Lei sorridente esce sotto il loggiato e con un gesto ripetuto mille volte, prende la ciabatta da un piede, zoppicante fa finta di inseguirci e la lancia nella nostra direzione.

Felici, ridiamo dello scampato pericolo. Come avessimo compiuto chissà quale marachella.

Solo allora il babbo ingrana la marcia e fila via.

Il rituale di buon auspicio è compiuto. Con i gomiti puntati sulla cappelliera, la testa tra le mani, guardo la claudicante figura venire al centro del viale, a recuperare la calzatura e a salutarci con ampi gesti della mano.

Io rimanevo lì immobile, con gli occhi sulla sagoma che si faceva piccina, man mano che l’auto si allontanava fino a quando imboccata la statale spariva dietro la curva.
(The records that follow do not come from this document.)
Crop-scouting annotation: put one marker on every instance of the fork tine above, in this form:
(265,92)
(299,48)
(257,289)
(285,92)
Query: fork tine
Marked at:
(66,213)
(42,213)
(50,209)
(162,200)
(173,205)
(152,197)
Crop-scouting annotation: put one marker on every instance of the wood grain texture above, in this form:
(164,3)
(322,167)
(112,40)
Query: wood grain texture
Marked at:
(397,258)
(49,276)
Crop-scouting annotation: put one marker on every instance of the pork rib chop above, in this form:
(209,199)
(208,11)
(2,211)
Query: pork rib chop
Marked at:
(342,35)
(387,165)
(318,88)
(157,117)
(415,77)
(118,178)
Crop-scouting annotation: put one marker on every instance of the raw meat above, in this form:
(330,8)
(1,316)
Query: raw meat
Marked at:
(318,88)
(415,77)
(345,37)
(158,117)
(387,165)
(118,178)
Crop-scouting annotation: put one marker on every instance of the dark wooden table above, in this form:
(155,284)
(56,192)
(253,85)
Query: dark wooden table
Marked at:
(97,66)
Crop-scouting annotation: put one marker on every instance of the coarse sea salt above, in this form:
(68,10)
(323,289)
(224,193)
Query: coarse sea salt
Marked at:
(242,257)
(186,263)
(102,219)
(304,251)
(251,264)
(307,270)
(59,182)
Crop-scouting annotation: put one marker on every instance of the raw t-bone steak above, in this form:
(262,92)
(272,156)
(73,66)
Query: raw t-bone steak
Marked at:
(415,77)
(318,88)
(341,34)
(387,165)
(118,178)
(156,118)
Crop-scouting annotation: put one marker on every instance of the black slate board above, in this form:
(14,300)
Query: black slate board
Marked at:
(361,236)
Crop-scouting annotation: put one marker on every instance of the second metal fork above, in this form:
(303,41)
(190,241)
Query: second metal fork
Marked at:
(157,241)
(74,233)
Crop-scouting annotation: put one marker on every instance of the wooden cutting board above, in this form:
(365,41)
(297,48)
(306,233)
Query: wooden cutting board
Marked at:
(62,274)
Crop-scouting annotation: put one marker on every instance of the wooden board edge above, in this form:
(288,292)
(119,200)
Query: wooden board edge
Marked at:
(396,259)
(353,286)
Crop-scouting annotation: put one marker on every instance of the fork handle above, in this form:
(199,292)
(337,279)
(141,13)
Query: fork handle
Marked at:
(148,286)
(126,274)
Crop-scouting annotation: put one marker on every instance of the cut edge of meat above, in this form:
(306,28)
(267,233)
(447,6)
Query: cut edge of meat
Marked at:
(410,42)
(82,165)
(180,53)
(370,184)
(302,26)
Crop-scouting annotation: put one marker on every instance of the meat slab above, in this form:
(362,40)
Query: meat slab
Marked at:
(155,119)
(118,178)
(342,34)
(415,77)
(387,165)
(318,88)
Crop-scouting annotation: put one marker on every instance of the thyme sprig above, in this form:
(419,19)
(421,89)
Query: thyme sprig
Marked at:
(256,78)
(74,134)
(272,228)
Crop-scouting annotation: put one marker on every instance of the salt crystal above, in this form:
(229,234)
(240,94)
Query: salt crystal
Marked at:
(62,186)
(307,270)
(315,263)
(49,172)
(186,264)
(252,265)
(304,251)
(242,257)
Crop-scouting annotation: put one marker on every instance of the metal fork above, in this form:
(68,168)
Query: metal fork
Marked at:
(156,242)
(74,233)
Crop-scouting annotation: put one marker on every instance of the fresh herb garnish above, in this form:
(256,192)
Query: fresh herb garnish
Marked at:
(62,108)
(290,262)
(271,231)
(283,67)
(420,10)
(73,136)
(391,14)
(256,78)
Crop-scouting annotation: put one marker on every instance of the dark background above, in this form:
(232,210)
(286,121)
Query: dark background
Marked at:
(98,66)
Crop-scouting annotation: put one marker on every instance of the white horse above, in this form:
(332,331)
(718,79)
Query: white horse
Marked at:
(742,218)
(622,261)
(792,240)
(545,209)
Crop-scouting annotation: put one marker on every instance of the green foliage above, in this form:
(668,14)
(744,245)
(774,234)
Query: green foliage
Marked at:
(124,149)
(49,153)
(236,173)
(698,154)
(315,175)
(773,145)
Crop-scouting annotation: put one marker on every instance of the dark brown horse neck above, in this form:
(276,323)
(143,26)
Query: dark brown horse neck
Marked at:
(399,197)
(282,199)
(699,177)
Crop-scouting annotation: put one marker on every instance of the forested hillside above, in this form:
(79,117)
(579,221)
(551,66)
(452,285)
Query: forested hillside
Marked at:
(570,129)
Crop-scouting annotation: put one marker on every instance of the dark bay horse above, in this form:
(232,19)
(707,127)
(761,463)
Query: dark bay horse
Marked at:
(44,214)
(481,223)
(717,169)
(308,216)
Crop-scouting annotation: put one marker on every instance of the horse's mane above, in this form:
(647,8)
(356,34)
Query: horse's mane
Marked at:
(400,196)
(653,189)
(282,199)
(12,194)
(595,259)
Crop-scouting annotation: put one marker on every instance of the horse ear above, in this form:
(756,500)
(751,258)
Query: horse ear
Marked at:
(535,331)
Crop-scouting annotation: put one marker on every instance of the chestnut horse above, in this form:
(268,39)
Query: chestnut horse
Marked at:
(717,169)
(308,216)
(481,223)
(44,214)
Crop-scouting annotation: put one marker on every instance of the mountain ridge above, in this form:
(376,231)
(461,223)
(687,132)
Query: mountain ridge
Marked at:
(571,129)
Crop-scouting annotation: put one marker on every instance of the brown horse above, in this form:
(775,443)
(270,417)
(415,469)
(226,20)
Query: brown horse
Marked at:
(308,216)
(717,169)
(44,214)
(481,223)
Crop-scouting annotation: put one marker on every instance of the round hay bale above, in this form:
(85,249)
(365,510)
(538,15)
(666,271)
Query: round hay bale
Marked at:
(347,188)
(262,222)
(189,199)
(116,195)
Ora, giù seduti, dice mia madre. Solo allora la mia attenzione si spostava sul ciambellone, posto con religiosa cura tra me e mia sorella, era il regalo del nonno, lui era il cuoco della famiglia. Lo splendido profumo di zucchero e scorza di arancio aveva già saturato l’abitacolo.

Fremente mi pregusto una fetta del semplice dolce. Per consumarla ho sempre avuto un mio piccolo rito. Per farlo durare di più inizio a mangiarla da sotto, a piccoli morsi, la erodo lentamente, lasciando la zuccherosa crosta per ultima, come per un consolante ultimo morso.

Solo allora, stanco, felice mi addormentavo rannicchiato sul sedile.